There’s something magical about a writer directing his or her own work, provided that writer is good. I think that’s because as a screenwriter, you can’t help but pre-direct the film in your mind as you’re writing. Redbelt is a perfect example of a great writer, taking an excellent story to film, without the vision getting blurred by a separate director. Unfortunately, Redbelt is also a perfect example of why a separate director is sometimes necessary.
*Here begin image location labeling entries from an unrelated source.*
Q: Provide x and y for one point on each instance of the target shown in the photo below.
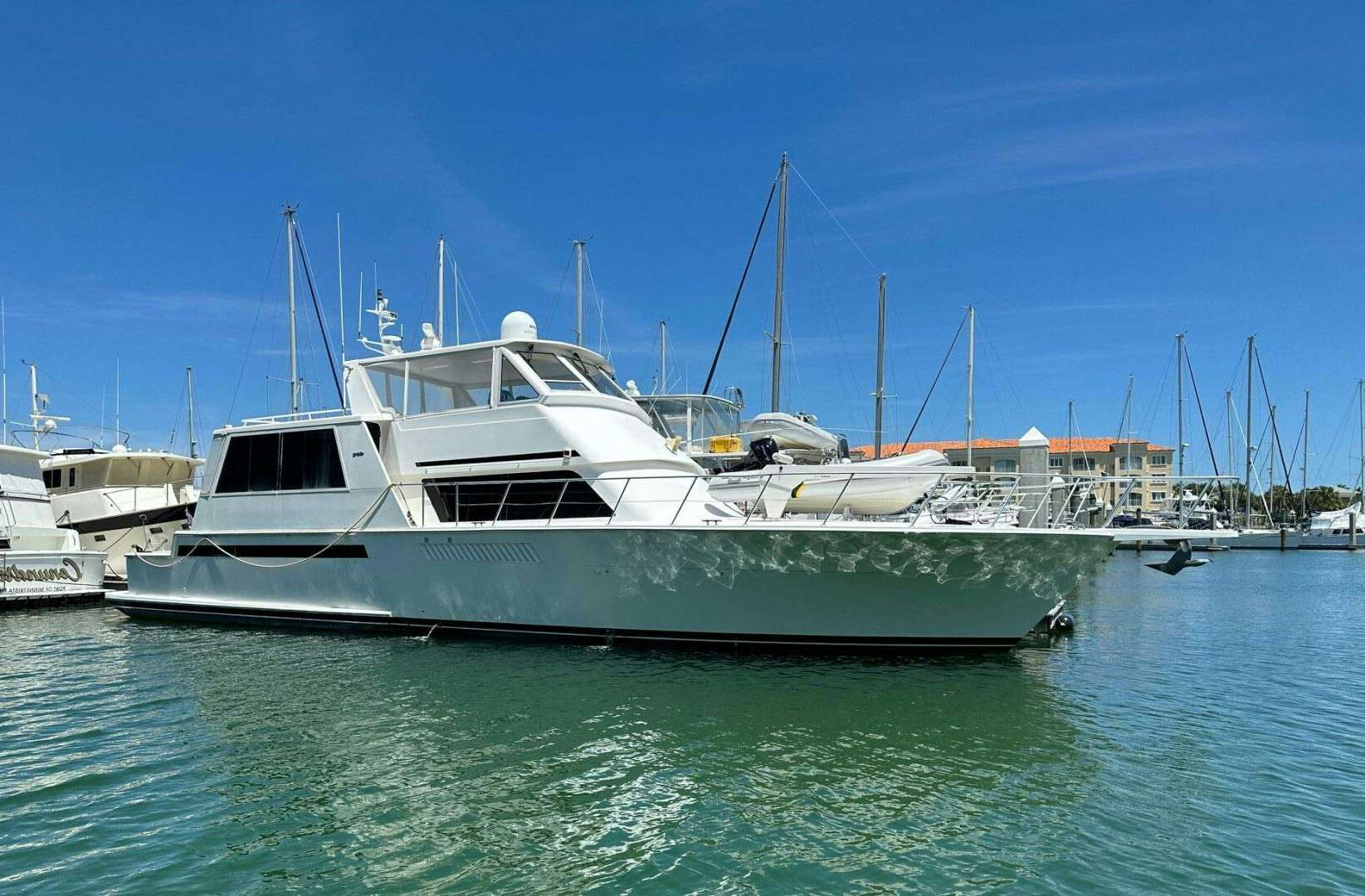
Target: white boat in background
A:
(122, 501)
(797, 434)
(511, 487)
(116, 501)
(40, 563)
(707, 427)
(869, 489)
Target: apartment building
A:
(1079, 455)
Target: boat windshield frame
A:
(698, 416)
(538, 368)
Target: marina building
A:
(1077, 455)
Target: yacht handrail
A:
(988, 498)
(298, 415)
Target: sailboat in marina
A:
(511, 487)
(1345, 528)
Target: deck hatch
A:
(279, 551)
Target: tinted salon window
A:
(281, 461)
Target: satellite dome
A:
(519, 325)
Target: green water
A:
(1197, 733)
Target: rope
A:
(734, 304)
(246, 356)
(930, 393)
(840, 224)
(349, 529)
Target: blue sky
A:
(1092, 178)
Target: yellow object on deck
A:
(726, 445)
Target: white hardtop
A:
(69, 457)
(21, 470)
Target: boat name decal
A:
(70, 572)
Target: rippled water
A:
(1197, 733)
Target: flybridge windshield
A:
(463, 381)
(430, 385)
(691, 419)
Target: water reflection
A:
(410, 764)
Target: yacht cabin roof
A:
(583, 378)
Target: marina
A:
(149, 756)
(683, 449)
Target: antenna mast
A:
(1180, 421)
(777, 290)
(188, 390)
(971, 375)
(440, 290)
(1250, 359)
(33, 394)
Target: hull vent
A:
(482, 553)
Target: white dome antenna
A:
(519, 325)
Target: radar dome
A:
(519, 325)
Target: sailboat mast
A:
(1128, 432)
(777, 290)
(440, 290)
(188, 392)
(33, 394)
(340, 295)
(1180, 423)
(578, 292)
(1227, 402)
(1360, 390)
(1250, 359)
(294, 330)
(971, 364)
(664, 347)
(1303, 491)
(880, 360)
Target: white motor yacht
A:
(1335, 529)
(120, 499)
(40, 563)
(512, 489)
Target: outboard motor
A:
(761, 455)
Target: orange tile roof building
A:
(1079, 455)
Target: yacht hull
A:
(837, 587)
(36, 578)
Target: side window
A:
(309, 460)
(554, 371)
(514, 387)
(598, 378)
(442, 382)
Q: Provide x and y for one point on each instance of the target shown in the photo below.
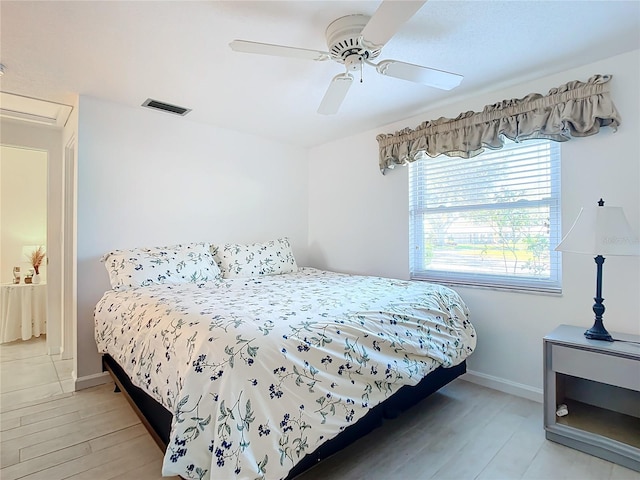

This story and film by David Mamet may very well be a Mary Sue allegory for his own career. Redbelt follows Jiu-Jitsu master Mike Terry (Chiwetel Ejiofor) who is not only a martial arts expert, but one of those rare people who have conviction and an unshakable moral compass. One night a disturbed woman enters his academy and accidentally discharges a police officer’s sidearm, nearly killing the police officer who is also a student of Mike Terry’s. This random — if not unbelievable — moment sets off a chain of events that has Terry embroiled with seedy fight promoters, actors and Hollywood types. He’s not only forced to protect his training technique as his enemies steal it, but must consider breaking his code of never entering competitions, in order to pay the ever increasing debt heaped on him by those close to him.

Chiwetel Ejiofor easily carries the film with a highly nuanced performance. His Mike Terry is a man who has mastered himself. Even under stress, he seems totally in control: exactly what you would expect from a martial arts master. I think what’s more enjoyable than the performance, is the character of Mike Terry. He unerringly does good. He doesn’t turn in the woman who nearly kills the cop and later even offers to train her. When Terry saves the life of A-list Hollywood actor Chet Frank (Tim Allen), Terry is rewarded with a $20000 watch, which would settle a lot of debts if he sold it. Instead, he gives it to a friend he feels he owes. Terry constantly does what he feels is right, but at every turn his good deeds are twisted against him. Yet, he stays true to his code, only breaking it when a greater good must be satisfied.

At times, Redbelt seems to get sidetracked on overdeveloping aspects that don’t go anywhere. Early on, Terry is invited to a movie set where he demonstrates his military knowledge, though it doesn’t really go anywhere except as a very elaborate way to get him to reveal his training methods. It’s not necessarily jarring, but it does seem overcooked.

The directing is, for the most part, adequate to excellent. A few inspired scenes have inaudible dialog or half-conversations that erupt in a kind of revelation that I feel only more intelligent audiences will appreciate. That shouldn’t be a problem, however, since moviegoers expecting to see non-stop MMA cage fights will probably walk out 45-minutes into the film. Speaking of which, the climactic fight scene would have benefited from a director who’s used to filming such sequences. As we have it, Redbelt kind of cops out with too-tight closeups and cropped shots filtered through television screens.

At the end of the film, it’s nice to see that Mamet is not above the odd Industry film convention. All of the characters are present for the climax. Everything wraps up impossibly neatly. We’re even left the feel-good message that sticking to your convictions will eventually pay off and be recognized by those that matter.

All things considered, Redbelt is a wonderful film that should be seen by anyone that loves fresh characters, good dialog and solid performances wrapped in an intriguing story and plot.